By Kiana Wilburg
An effective Local Content Policy is not possible without an assessment of the country’s ability to provide goods and services to the petroleum industry.
And for Guyana to be successful in its endeavours to complete such a policy, Attorney-at-Law, Nigel Hughes is calling on the framers of the draft policy to urgently gather data on the country’s strengths and weaknesses.
“We first have to harvest data on what our immediate capacity is and what our short, medium and long term capabilities for local content are. There is no point having a Local Content Policy that is not based on existent reliable data on what we have and how we could migrate over the short, medium and long term areas in which we can actually provide services at competitive prices.”
He added, “The important thing about local content is that we want to remain competitive. We want to keep an eye on being competitive… I think we need to establish a world class, deep water oil industry that in terms of competitiveness, it is second to none. We have to set up the overall framework and then factor in local content in that context rather than just positioning it as an objective without baseline information.”
To his knowledge, this baseline data on the existing needs and capabilities of the nation has not been harvested as yet.
Quite often, local content policies are designed without sufficient consideration of the resources available nationally and the changing nature of these resources. They are also done without co-operation with partner companies.
It is in this vein that another international organization, Chatham House, called on Guyana to be cautious in its design of a Local Content Policy. It stressed that in the haste to have such a policy, Guyana must avoid simply mimicking other countries’ local content policies.
It is urging Guyana and other emerging oil producers to first develop a “thorough understanding” of the local context. This would include the scale of discoveries, availability of skills and infrastructure, availability of oil/gas in country etc. The global organization said that governments should then assess what skills will be needed through the lifecycle of the project(s). It said that this can be done in collaboration with foreign oil companies. The organization stressed that this assessment should be the basis for defining local content policy and targets that would be realistic and achievable.

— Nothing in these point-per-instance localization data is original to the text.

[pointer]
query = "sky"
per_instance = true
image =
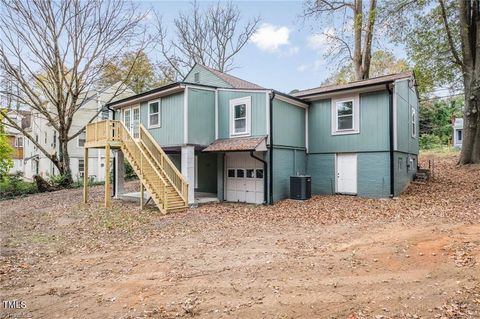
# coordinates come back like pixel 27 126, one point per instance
pixel 285 53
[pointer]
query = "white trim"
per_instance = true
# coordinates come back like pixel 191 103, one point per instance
pixel 244 90
pixel 200 87
pixel 185 115
pixel 267 116
pixel 247 100
pixel 291 101
pixel 395 124
pixel 306 130
pixel 216 114
pixel 158 112
pixel 355 115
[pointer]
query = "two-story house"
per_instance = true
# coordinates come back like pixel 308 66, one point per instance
pixel 243 142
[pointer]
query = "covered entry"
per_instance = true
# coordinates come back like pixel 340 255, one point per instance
pixel 244 172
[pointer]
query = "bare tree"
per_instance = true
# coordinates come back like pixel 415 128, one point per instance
pixel 354 41
pixel 56 51
pixel 211 38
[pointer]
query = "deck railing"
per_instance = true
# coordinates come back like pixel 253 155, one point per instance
pixel 171 172
pixel 103 132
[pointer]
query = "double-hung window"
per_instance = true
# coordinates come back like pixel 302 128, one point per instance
pixel 345 116
pixel 240 116
pixel 154 114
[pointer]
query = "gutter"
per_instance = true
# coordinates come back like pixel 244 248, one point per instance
pixel 390 129
pixel 270 180
pixel 114 168
pixel 265 186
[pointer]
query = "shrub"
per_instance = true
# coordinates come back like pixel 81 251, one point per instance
pixel 429 141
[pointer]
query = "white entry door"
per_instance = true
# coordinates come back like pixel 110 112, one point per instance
pixel 346 173
pixel 244 179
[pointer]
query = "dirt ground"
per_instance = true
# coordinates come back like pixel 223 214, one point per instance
pixel 417 256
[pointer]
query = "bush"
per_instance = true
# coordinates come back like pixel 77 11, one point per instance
pixel 14 186
pixel 429 141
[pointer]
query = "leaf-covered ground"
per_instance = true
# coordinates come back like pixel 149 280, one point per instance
pixel 417 256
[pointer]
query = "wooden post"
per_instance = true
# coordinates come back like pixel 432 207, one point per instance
pixel 141 195
pixel 85 175
pixel 107 175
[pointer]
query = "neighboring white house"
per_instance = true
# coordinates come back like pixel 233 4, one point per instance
pixel 15 138
pixel 36 163
pixel 457 124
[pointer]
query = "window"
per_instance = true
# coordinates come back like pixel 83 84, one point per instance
pixel 414 123
pixel 19 141
pixel 81 139
pixel 345 115
pixel 259 173
pixel 240 173
pixel 81 166
pixel 240 116
pixel 154 114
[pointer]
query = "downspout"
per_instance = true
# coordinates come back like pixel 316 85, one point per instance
pixel 265 186
pixel 270 181
pixel 114 168
pixel 390 127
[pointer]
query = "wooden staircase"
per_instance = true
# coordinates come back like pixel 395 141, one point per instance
pixel 165 184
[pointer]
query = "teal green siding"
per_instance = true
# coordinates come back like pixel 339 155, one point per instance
pixel 205 77
pixel 207 172
pixel 201 116
pixel 286 162
pixel 406 99
pixel 288 124
pixel 373 174
pixel 321 167
pixel 404 171
pixel 258 112
pixel 171 130
pixel 374 126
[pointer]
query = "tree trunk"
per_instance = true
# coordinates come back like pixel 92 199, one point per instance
pixel 471 130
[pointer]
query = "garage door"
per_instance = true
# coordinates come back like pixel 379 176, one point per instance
pixel 244 178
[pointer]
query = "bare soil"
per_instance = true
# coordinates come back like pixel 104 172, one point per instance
pixel 417 256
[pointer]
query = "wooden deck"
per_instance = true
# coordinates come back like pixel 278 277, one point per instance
pixel 158 175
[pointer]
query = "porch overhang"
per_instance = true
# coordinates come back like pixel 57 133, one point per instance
pixel 238 144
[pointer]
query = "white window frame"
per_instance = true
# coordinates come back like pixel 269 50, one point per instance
pixel 355 115
pixel 78 139
pixel 248 105
pixel 18 138
pixel 159 114
pixel 414 123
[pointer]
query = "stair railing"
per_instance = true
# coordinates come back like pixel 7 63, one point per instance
pixel 163 161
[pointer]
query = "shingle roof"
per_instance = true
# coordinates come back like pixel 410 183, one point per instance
pixel 235 144
pixel 355 84
pixel 235 82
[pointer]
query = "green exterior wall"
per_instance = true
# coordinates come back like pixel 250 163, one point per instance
pixel 321 167
pixel 258 112
pixel 201 116
pixel 406 99
pixel 170 132
pixel 288 124
pixel 373 174
pixel 286 162
pixel 205 77
pixel 374 126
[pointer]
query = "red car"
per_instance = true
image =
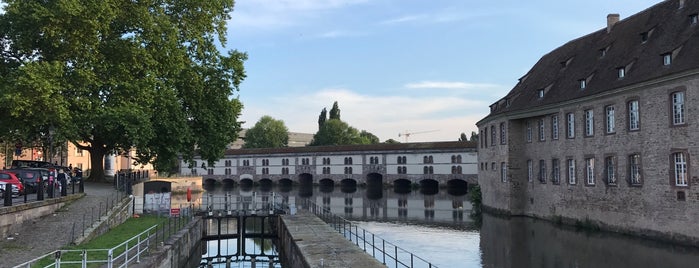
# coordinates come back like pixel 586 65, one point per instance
pixel 10 177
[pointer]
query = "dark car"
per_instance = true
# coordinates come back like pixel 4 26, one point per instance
pixel 31 177
pixel 10 177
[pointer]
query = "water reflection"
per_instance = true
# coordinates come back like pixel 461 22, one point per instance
pixel 525 242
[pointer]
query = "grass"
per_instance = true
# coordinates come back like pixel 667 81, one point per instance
pixel 97 249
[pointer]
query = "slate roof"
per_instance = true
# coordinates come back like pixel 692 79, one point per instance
pixel 668 29
pixel 427 146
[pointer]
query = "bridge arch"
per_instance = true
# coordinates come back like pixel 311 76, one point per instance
pixel 402 186
pixel 326 185
pixel 348 186
pixel 429 187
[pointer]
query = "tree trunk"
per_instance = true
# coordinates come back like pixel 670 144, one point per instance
pixel 97 164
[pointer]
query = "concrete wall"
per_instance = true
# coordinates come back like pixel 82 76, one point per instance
pixel 181 250
pixel 651 208
pixel 18 213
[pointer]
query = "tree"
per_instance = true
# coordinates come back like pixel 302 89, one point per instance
pixel 114 75
pixel 463 137
pixel 267 133
pixel 474 136
pixel 336 132
pixel 368 138
pixel 335 111
pixel 322 118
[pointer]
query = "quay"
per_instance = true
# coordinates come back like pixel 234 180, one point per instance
pixel 306 241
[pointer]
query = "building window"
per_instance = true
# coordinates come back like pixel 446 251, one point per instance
pixel 571 172
pixel 589 123
pixel 503 172
pixel 610 169
pixel 542 171
pixel 635 169
pixel 680 168
pixel 590 171
pixel 667 59
pixel 634 120
pixel 503 138
pixel 554 127
pixel 570 130
pixel 678 108
pixel 610 122
pixel 492 135
pixel 542 134
pixel 555 171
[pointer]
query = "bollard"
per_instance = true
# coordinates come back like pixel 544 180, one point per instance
pixel 8 194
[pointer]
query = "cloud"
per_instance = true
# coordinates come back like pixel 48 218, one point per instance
pixel 384 116
pixel 449 85
pixel 252 15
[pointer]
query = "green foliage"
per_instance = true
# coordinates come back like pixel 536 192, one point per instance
pixel 267 133
pixel 322 118
pixel 115 75
pixel 335 111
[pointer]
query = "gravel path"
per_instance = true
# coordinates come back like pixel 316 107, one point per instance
pixel 46 234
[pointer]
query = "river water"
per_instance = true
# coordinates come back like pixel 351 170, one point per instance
pixel 436 225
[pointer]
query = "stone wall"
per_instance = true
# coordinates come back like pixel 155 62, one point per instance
pixel 653 208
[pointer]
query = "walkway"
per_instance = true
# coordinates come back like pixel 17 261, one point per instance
pixel 50 233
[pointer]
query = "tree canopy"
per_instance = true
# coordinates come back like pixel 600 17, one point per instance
pixel 267 133
pixel 114 75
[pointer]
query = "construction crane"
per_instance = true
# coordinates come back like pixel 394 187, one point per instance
pixel 407 134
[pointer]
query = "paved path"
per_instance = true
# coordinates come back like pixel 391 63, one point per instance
pixel 49 233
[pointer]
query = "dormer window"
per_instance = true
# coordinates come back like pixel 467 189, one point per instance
pixel 667 59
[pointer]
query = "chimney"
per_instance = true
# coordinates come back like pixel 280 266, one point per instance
pixel 611 20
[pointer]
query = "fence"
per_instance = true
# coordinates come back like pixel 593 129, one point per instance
pixel 386 252
pixel 128 252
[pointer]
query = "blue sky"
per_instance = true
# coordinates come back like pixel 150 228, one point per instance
pixel 397 66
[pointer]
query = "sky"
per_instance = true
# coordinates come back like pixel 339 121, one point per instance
pixel 429 68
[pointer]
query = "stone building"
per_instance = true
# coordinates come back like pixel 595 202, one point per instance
pixel 601 130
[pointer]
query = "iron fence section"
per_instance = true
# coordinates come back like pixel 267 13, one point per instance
pixel 388 253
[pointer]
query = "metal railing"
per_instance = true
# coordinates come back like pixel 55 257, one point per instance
pixel 388 253
pixel 127 252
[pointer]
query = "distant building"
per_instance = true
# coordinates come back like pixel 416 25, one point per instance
pixel 296 139
pixel 602 130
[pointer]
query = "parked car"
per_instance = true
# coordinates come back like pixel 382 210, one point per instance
pixel 15 189
pixel 10 177
pixel 31 177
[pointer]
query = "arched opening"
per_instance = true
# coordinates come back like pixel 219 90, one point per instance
pixel 429 187
pixel 348 186
pixel 266 185
pixel 327 185
pixel 374 183
pixel 457 187
pixel 402 186
pixel 228 183
pixel 285 185
pixel 246 184
pixel 305 185
pixel 209 184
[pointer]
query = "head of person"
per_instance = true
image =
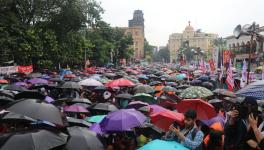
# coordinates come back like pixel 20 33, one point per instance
pixel 190 118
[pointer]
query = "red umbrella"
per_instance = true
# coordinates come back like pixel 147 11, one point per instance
pixel 119 83
pixel 3 81
pixel 204 110
pixel 164 119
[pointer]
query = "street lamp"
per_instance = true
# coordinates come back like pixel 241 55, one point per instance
pixel 247 30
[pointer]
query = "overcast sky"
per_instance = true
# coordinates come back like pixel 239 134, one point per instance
pixel 163 17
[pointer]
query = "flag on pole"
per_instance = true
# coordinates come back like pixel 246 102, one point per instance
pixel 229 77
pixel 244 74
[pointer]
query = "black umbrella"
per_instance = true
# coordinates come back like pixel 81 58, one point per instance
pixel 15 118
pixel 124 96
pixel 29 95
pixel 83 139
pixel 78 122
pixel 33 140
pixel 70 85
pixel 37 109
pixel 104 107
pixel 14 87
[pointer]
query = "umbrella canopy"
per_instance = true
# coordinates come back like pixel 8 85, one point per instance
pixel 255 89
pixel 33 140
pixel 70 85
pixel 83 139
pixel 122 120
pixel 120 83
pixel 14 87
pixel 124 96
pixel 78 122
pixel 144 97
pixel 144 89
pixel 160 144
pixel 136 104
pixel 95 119
pixel 196 92
pixel 105 107
pixel 30 95
pixel 203 109
pixel 37 109
pixel 224 92
pixel 164 119
pixel 90 82
pixel 75 108
pixel 38 81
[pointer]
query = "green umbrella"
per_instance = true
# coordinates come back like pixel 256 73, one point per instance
pixel 144 89
pixel 95 119
pixel 144 98
pixel 196 92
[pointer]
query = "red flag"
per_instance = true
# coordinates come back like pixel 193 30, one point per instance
pixel 229 77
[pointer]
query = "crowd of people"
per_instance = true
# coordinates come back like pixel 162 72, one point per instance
pixel 223 120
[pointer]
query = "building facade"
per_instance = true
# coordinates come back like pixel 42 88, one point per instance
pixel 195 40
pixel 240 50
pixel 136 30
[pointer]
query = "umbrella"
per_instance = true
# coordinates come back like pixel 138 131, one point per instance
pixel 161 144
pixel 90 82
pixel 95 119
pixel 144 89
pixel 124 96
pixel 78 122
pixel 122 120
pixel 203 109
pixel 196 92
pixel 104 107
pixel 224 92
pixel 120 83
pixel 136 104
pixel 75 108
pixel 14 87
pixel 15 118
pixel 37 81
pixel 169 89
pixel 70 85
pixel 33 140
pixel 254 89
pixel 165 118
pixel 144 97
pixel 37 109
pixel 83 139
pixel 97 129
pixel 30 94
pixel 216 119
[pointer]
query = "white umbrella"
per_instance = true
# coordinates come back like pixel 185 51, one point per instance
pixel 90 82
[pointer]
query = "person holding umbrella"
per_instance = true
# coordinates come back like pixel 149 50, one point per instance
pixel 190 136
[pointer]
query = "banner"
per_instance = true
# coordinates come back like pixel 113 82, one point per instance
pixel 226 57
pixel 25 69
pixel 8 70
pixel 212 66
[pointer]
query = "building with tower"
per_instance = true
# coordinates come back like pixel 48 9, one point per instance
pixel 191 38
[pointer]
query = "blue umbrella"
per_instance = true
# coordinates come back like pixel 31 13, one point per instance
pixel 160 144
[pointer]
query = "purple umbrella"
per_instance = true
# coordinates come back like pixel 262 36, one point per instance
pixel 49 99
pixel 96 128
pixel 122 120
pixel 75 108
pixel 218 118
pixel 38 81
pixel 21 84
pixel 137 104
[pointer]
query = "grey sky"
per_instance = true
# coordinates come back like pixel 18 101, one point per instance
pixel 163 17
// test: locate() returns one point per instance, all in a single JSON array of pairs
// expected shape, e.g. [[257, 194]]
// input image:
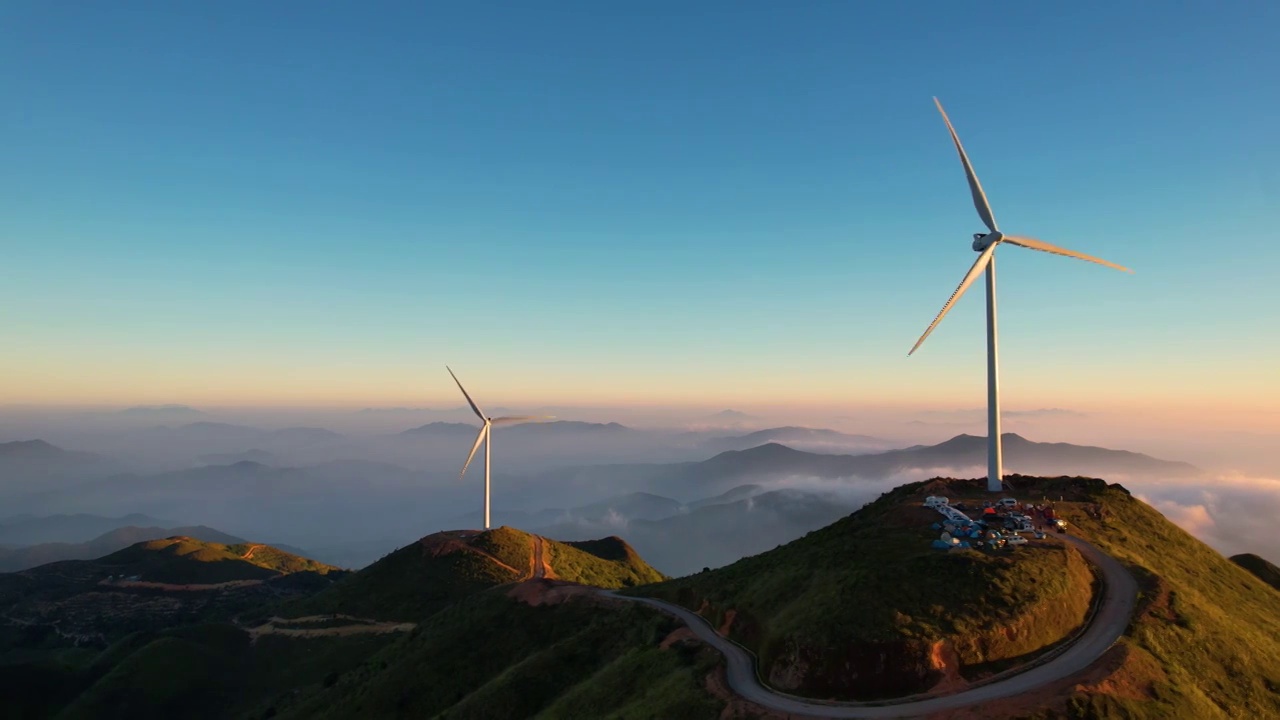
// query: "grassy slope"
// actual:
[[494, 657], [183, 560], [208, 671], [607, 563], [872, 579], [1212, 627], [423, 578], [1262, 569]]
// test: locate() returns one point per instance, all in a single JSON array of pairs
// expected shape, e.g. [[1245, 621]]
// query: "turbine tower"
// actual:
[[485, 429], [986, 244]]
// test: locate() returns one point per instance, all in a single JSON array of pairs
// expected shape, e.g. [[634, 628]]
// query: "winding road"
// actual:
[[1120, 596]]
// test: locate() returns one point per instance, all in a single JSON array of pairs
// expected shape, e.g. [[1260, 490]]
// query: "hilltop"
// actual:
[[42, 554], [425, 577], [865, 607], [150, 586], [1205, 641], [466, 648], [1261, 568], [186, 560]]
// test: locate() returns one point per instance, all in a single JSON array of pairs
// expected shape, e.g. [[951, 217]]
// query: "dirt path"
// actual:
[[1120, 595], [360, 625], [539, 566], [172, 587]]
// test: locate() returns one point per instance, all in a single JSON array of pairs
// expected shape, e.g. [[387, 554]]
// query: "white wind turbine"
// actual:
[[986, 245], [485, 429]]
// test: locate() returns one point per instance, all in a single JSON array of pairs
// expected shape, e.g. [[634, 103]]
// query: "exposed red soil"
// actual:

Once this is done, Chatham House said that the Government should focus next on capacity-building by requiring investors to develop the workforce and the supply base. It said, “For many emerging producers, the starting point in terms of demands on foreign oil companies should be local sourcing of simple on-site services – construction and consumables for workers, for instance. They should avoid the delivery of turnkey projects run by foreign staff.”
Further to this, Chatham House said that governments of emerging oil producing nations must facilitate foreign oil companies’ efforts to develop the local supply industry and workforce. Specifically, Chatham House said that the government should link local content policy in the oil sector to its broader education strategy and build the kind of workforce that is able to respond to the country’s future needs.